The past is a great aide for any thinker, but it can also be a pitfall. Our thought process analyzes past experiences and compares them to the present. However, the past can also mislead us into thinking that the current situation is rosier than it really is. Could one have predicted a 15-year world recession on Black Tuesday 1929 with past experience as a guide? Probably not. Or what about the carnage of World War I at the onset? Highly unlikely. Relying only on past personal experiences would have been a mistake.
Plenty of smart people fall into this trap. In the fall of 2008, I remember discussing the market crash with an economics professor. He believed the market would rebound quickly, and we’d be out of a recession in no time. This wasn’t a Keynesian professor but instead an Austrian free-market guy. I brought up the concerning indicators, the stimulus plans, and the bank bailouts. But it didn’t convince him. He pointed out that every recession had stimulus and regulations. We’ve come through all those other recessions easily – hence, this one should be nothing to worry about.
By now, it’s safe to say that the professor was wrong.
Of course, he isn’t the only one to make mistakes like that. People see a tough labor market and naturally assume that the current market is the same as previous difficult labor markets in their lifetimes. Unfortunately, the data shows that the youth labor market hasn’t been this bad since the Great Depression.
Rather than reflecting on our personal experiences, let’s take a look at the data:
As the chart shows, the 2010 20-24 age group has the highest unemployment rate at 15.8%. The rate would be even higher without the Census. Prior to major Census hiring, the April rate peaked at 17.2%.
During the last 50 years, only 1975 at 13.6% and 1982 at 14.9% unemployment came close to this high level. These labor markets do seem comparable, but only without considering labor participation. Graduate school is a recession escape route for many young people. A student receives a useless undergraduate degree and then hopes to improve his lot by acquiring a useless masters or doctorate.

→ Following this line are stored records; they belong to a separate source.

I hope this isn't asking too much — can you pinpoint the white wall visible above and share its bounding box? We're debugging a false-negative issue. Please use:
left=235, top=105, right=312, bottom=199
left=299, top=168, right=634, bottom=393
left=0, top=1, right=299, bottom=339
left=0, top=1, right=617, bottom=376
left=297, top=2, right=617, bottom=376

Though these students don’t appear in the unemployment statistics, they are captured within the labor participation rate:
In the past decade, there is a very noticeable decline in the age 20-24 labor participation rates, with a cliff in recent years. (The early ‘70s had a lower participation rate too. But this is partially explained by other factors, such as lower female participation in the workforce.) The peak participation rates were in 1986 and 1987 at 78.9%.
These students are basically unemployed, and a chart including them would get us closer to the real unemployment rate. To do this, I added the unemployment rate and the difference between each year’s participation rate and the 1986-1987 peak rate:
Now we can see a dramatic difference between today’s adjusted unemployment rate and the past 40 years. The current recession’s adjusted unemployment is a full five percentage points higher than the second highest peak in 1975. While many would like to compare this youth labor market to their personal experiences, today’s situation is significantly worse. This year’s college graduates will pray nightly that their labor market begins to resemble 1982 or 1975 by the graduation ceremony.

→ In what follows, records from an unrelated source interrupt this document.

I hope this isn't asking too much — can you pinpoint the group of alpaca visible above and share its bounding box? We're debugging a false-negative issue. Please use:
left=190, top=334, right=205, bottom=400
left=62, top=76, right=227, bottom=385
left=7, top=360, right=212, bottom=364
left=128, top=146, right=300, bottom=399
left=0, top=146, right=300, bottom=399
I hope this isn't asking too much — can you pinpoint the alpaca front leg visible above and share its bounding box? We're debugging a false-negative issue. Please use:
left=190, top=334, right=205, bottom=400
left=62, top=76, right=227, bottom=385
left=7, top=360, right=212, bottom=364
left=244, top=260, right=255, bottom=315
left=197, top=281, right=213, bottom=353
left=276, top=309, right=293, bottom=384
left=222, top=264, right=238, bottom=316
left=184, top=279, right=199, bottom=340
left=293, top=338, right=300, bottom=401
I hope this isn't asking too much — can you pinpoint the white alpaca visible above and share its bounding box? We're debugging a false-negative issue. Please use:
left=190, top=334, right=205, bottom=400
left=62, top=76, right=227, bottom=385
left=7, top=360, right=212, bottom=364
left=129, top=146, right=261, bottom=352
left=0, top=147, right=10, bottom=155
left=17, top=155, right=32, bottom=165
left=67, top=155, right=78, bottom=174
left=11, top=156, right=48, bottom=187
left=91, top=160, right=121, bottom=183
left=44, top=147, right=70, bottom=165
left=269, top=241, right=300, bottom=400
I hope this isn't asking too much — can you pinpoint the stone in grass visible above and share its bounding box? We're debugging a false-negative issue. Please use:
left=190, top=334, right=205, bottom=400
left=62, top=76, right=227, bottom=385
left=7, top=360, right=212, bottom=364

Graduates in 1982 and 1975 received a taste of modern-day unemployment. But kids today face a youth labor market closer resembling Grandma and Grandpa’s depression experience than Mom and Dad’s downturns.

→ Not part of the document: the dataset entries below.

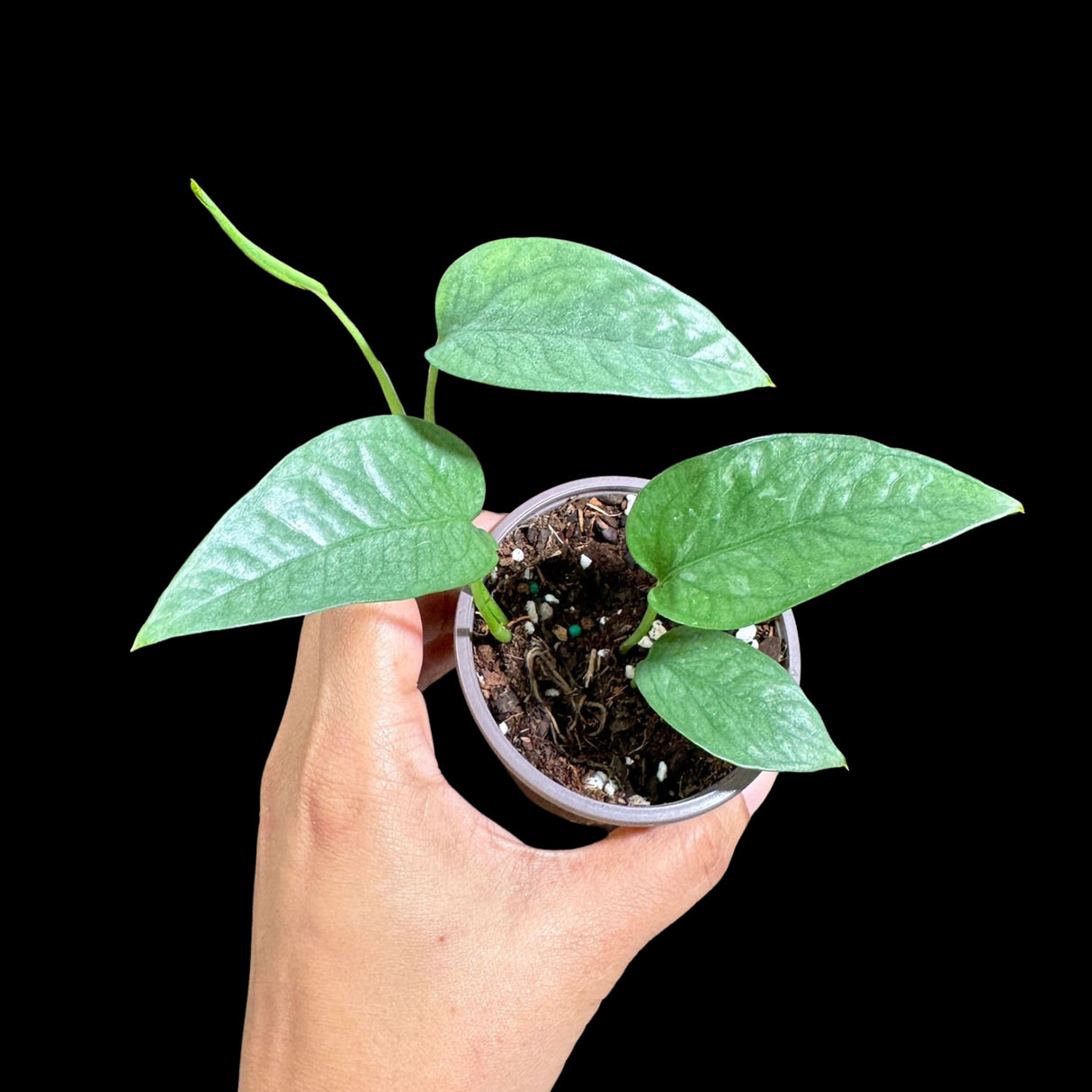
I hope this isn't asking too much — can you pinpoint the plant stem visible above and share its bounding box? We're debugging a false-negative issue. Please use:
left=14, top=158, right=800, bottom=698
left=190, top=178, right=405, bottom=416
left=470, top=580, right=512, bottom=644
left=425, top=364, right=440, bottom=425
left=618, top=606, right=657, bottom=653
left=315, top=292, right=405, bottom=416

There could be a ray of hope in all of this. After all, the Great Depression permanently changed the people who experienced it. My own grandparents still maintain thrifty habits such as saving every penny and growing their own vegetables. They really don’t need to do this anymore, but their psyche has been forever altered by hardship. Perhaps a few years of struggle could invoke a similar shift in the American youth away from the constant cycle of overspending.
So far, the future doesn’t look good. The younger generation fell head over heels for Obama in 2008. But how will they vote in 2012 after years of unemployment? If they once again choose him, even worse times are ahead. However, there is a real chance that this could be a turnaround generation. Right now, it’s hard to gauge the feeling of the whole age group – only a general anger seems to unify it. Anger at government, anger at capitalism, anger at anything. This angst properly directed could be a positive vehicle for change – though it may be a destructive force as well.